Hay mil millones de cosas[1] que haríamos,
[1] Saltar en paracaídas, un viaje a París, pasear a caballo, un crucero por el Atlántico, comprar una casita blanca en una playa bonita, ir a ver como despegan los aviones de Barajas, esquiar los Alpes Suizos, nadar con delfines, o con tiburones, montar en camello, ver el Empire State, carreras de quads, comprarnos un velero, ver la final del mundial en vivo, viajar a Alaska, escalar un volcán, escribir nuestro libro, ordeñar una vaca o yo que sé, ir a Machu Pichu en Perú.
Todas ellas increíbles por ser experiencias únicas, pero como es habitual, yo diría tradición, el ser humano falla, y fallamos al no darnos cuenta de cosas[2] que tenemos, que son tan o incluso más únicas.

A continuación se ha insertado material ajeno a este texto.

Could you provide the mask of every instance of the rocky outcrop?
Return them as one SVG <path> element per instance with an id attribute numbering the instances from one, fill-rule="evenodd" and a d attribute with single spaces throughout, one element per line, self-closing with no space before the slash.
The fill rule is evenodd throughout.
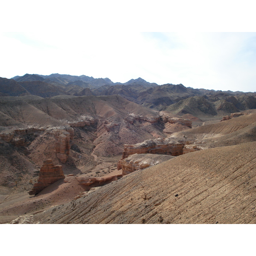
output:
<path id="1" fill-rule="evenodd" d="M 123 175 L 137 170 L 145 169 L 149 166 L 169 160 L 175 157 L 152 154 L 135 154 L 120 160 L 117 164 L 118 170 L 122 169 Z"/>
<path id="2" fill-rule="evenodd" d="M 226 121 L 226 120 L 229 120 L 231 119 L 231 116 L 223 116 L 222 120 L 221 120 L 221 122 L 222 121 Z"/>
<path id="3" fill-rule="evenodd" d="M 67 131 L 61 132 L 58 137 L 55 150 L 57 153 L 57 157 L 62 163 L 65 163 L 68 157 L 71 147 L 70 140 L 70 133 Z"/>
<path id="4" fill-rule="evenodd" d="M 25 138 L 21 138 L 20 136 L 40 134 L 45 130 L 44 128 L 28 128 L 5 131 L 0 134 L 0 139 L 6 142 L 11 143 L 15 146 L 25 146 L 26 143 Z"/>
<path id="5" fill-rule="evenodd" d="M 148 140 L 142 143 L 133 145 L 125 144 L 122 159 L 134 154 L 157 154 L 178 156 L 183 154 L 183 148 L 185 142 L 173 140 L 173 138 L 163 139 Z"/>
<path id="6" fill-rule="evenodd" d="M 110 131 L 111 130 L 113 130 L 115 126 L 118 126 L 118 125 L 119 125 L 117 122 L 109 122 L 105 121 L 103 124 L 104 127 L 107 131 Z"/>
<path id="7" fill-rule="evenodd" d="M 221 121 L 225 121 L 226 120 L 229 120 L 231 118 L 234 118 L 235 117 L 238 117 L 238 116 L 241 116 L 244 115 L 247 115 L 250 113 L 250 111 L 243 111 L 240 112 L 237 112 L 236 113 L 232 113 L 230 116 L 223 116 Z"/>
<path id="8" fill-rule="evenodd" d="M 71 127 L 84 127 L 84 126 L 90 126 L 96 123 L 97 119 L 89 116 L 82 116 L 81 119 L 75 122 L 68 122 L 67 123 Z"/>
<path id="9" fill-rule="evenodd" d="M 13 133 L 6 131 L 0 134 L 0 139 L 6 142 L 10 143 L 13 138 Z"/>
<path id="10" fill-rule="evenodd" d="M 161 118 L 164 122 L 169 122 L 170 124 L 179 123 L 183 125 L 187 126 L 189 128 L 192 128 L 192 121 L 190 119 L 176 117 L 160 113 Z"/>
<path id="11" fill-rule="evenodd" d="M 64 182 L 65 183 L 70 183 L 74 179 L 76 179 L 80 184 L 83 186 L 90 186 L 92 184 L 93 184 L 93 186 L 97 186 L 102 185 L 108 182 L 111 182 L 113 180 L 116 180 L 118 179 L 117 177 L 122 176 L 122 174 L 118 174 L 105 177 L 78 177 L 73 176 L 69 176 L 65 178 Z"/>
<path id="12" fill-rule="evenodd" d="M 54 165 L 52 159 L 47 159 L 41 167 L 37 183 L 29 193 L 36 195 L 51 184 L 64 178 L 61 166 Z"/>
<path id="13" fill-rule="evenodd" d="M 183 148 L 183 154 L 187 154 L 190 152 L 194 152 L 195 151 L 198 151 L 200 150 L 201 148 L 198 147 L 196 145 L 185 145 Z"/>
<path id="14" fill-rule="evenodd" d="M 47 131 L 48 134 L 53 135 L 57 141 L 55 145 L 55 152 L 57 157 L 62 163 L 65 163 L 70 154 L 70 140 L 74 136 L 74 129 L 72 128 L 57 128 L 47 130 Z"/>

[2] Un beso con pedorreta, una pelea de almohadas, muerte por cosquillas, correr bajo la lluvia y un Colacao calentito después, un ciego tonto, comprar mucho queso, pasear sin rumbo, el cine de Callao, una manta súper caliente, leer un libro que te guste, hacerte videos cantando, que te toquen el pelo, dormir, comprar flores, una serie chula, que te cojan del meñique, dormir juntos, un zumo de naranja natural, mil besos por segundo, planear cosas[1] , cocinar con música, el sexo, y el cigarrito de después, hablar de todo con alguien, una maratón de videojuegos, o yo que sé, llorar de la risa.
No dejemos de valorar las cosas[2], son las que nos hacen felices día a día.
Las cosas[1] también por supuesto, pero solo en esos momentos puntuales.